Kinship. Canadian Doukhobor kinship patterns are Typical of North American society, except that family status, connections, and history are a significant component of Individual status in community settlement and political patterns. This is probably a heritage of Russian village life.
Marriage. Doukhobor marriage traditions are unclear Before the late eighteenth century, when there was a period of significant informal rites and free choice among young People. Through the nineteenth century and into the early years of Canadian settlement, arranged marriages became the norm, with individual choice now the norm. Doukhobor marriage rites are oral with a variety of verbal rituals and Community recognition of a union. Such marriages were not recognized in British Columbia until the late 1950s, and many injustices resulted. Marriages with non-Doukhobors have occurred since earliest times in Canada, increasing significantly since the 1940s. By the 1960s, ritual practices were North American to a marked degree. Today, traditional practices are used for marriage within the community and for joint rituals for intermarriages.

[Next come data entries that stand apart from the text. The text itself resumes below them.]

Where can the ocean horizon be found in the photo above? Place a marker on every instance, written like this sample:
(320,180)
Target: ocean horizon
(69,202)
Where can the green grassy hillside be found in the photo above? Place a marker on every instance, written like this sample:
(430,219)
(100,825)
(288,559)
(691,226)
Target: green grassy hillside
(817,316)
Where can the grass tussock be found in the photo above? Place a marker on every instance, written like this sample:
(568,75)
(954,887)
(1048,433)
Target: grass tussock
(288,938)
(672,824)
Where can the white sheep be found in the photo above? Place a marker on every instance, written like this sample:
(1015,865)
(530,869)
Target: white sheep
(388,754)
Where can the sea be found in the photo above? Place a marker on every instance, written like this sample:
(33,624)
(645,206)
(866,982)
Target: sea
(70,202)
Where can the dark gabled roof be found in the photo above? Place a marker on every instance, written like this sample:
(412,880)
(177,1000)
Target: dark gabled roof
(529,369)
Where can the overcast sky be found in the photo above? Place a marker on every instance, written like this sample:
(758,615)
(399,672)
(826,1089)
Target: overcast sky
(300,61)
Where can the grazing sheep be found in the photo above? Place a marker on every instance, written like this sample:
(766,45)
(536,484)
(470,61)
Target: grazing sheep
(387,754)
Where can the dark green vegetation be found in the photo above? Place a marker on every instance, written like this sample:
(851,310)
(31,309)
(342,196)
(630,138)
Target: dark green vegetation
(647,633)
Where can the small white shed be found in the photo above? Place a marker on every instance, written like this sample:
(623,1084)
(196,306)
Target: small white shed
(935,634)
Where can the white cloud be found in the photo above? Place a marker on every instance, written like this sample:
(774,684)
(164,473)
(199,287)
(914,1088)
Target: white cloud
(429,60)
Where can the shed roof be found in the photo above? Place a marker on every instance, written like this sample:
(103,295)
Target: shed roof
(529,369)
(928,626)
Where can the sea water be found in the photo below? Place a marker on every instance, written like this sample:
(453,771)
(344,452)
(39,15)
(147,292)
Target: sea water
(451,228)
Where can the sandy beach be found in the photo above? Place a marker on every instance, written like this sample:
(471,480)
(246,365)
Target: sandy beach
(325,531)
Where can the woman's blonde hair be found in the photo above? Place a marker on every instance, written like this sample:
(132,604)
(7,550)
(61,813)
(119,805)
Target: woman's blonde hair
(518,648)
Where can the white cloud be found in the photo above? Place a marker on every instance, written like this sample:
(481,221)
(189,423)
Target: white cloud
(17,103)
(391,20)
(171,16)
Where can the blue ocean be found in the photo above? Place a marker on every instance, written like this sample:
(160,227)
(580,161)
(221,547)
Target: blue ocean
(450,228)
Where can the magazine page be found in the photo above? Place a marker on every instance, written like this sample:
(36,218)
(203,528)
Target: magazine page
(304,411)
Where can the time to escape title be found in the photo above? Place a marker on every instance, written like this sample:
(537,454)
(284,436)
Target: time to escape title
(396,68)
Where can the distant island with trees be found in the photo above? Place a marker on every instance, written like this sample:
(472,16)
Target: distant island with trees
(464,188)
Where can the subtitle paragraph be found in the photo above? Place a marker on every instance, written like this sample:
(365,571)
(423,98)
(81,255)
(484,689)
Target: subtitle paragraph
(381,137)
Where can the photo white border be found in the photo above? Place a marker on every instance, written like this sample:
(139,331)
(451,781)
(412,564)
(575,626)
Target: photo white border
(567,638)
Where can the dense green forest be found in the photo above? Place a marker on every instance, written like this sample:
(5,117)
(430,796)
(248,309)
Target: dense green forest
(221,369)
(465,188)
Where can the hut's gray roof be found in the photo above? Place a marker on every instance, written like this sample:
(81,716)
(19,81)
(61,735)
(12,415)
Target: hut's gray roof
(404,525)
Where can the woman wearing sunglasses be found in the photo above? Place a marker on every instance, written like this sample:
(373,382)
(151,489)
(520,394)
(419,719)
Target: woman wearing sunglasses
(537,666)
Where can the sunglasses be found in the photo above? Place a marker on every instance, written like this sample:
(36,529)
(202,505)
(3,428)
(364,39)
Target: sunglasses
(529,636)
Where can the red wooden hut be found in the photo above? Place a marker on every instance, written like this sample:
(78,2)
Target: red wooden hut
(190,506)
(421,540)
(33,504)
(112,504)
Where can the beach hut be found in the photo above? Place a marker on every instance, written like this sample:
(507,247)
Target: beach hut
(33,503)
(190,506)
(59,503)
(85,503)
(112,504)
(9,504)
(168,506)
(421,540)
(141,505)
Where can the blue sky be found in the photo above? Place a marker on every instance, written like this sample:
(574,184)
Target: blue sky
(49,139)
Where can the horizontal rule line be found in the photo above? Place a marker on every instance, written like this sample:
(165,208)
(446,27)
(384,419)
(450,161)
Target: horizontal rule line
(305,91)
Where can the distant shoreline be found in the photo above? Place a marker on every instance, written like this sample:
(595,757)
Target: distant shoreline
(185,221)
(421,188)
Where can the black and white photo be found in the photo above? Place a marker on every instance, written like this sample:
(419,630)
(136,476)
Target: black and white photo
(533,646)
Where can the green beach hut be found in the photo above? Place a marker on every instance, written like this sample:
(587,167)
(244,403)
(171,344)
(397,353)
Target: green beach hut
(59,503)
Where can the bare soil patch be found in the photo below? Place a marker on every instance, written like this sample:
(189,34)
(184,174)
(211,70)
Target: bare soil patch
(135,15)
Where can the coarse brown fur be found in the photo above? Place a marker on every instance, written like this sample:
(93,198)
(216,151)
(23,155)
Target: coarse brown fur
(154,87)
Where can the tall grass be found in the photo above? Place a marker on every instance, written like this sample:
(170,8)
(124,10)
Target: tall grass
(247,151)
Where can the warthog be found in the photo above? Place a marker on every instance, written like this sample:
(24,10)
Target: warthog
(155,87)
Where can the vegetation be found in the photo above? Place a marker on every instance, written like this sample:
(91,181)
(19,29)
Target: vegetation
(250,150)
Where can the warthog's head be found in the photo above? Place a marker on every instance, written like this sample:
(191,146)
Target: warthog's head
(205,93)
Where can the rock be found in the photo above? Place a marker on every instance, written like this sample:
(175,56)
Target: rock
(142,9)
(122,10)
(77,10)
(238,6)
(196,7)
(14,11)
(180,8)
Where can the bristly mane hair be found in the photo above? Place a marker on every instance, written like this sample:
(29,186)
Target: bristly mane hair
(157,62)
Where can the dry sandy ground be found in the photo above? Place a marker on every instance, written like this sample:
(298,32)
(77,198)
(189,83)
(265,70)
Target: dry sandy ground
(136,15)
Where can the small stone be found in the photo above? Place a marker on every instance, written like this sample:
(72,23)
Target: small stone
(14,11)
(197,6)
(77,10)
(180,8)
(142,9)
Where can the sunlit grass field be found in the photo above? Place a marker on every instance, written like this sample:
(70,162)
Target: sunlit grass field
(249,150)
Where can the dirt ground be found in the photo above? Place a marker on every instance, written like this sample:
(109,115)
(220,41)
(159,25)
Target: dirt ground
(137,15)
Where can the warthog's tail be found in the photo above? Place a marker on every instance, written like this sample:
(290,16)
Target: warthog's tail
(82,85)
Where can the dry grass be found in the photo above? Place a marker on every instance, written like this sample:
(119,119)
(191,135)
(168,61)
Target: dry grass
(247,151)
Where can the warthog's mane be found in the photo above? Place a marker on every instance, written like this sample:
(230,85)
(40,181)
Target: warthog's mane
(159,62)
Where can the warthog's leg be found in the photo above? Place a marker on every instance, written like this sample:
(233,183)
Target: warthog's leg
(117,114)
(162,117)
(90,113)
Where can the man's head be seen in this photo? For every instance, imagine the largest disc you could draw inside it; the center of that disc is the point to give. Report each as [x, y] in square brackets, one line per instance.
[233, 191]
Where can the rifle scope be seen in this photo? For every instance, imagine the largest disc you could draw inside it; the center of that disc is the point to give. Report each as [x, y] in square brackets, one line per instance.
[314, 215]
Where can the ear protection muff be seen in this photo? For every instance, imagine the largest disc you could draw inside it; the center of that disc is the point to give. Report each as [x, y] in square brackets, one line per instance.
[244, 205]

Socialization. During the communal period, there was broad resistance to public schooling, which was seen as assimilative at best and a tool of the Antichrist at worst. In the 1920s some public schools were burned, but after provincial government reprisals the community gradually accepted and then embraced public education. Freedomites resisted until the 1950s, when such draconian measures as the forcible placement of their children in an isolated fenced school broke resistance. Today only a couple of families conduct home education, while most Freedomites and Reformed find the public schools tolerable if not beneficial. Socialization always began within the family, where children have their highest value. In the 1930s a Sunday school movement was begun which continues to the present. In the 1950s, the uscc sponsored Russian-language classes in the community, usually after hours in local schools. In the last decade, local school districts have introduced Russian language and immersion classes into the general curriculum.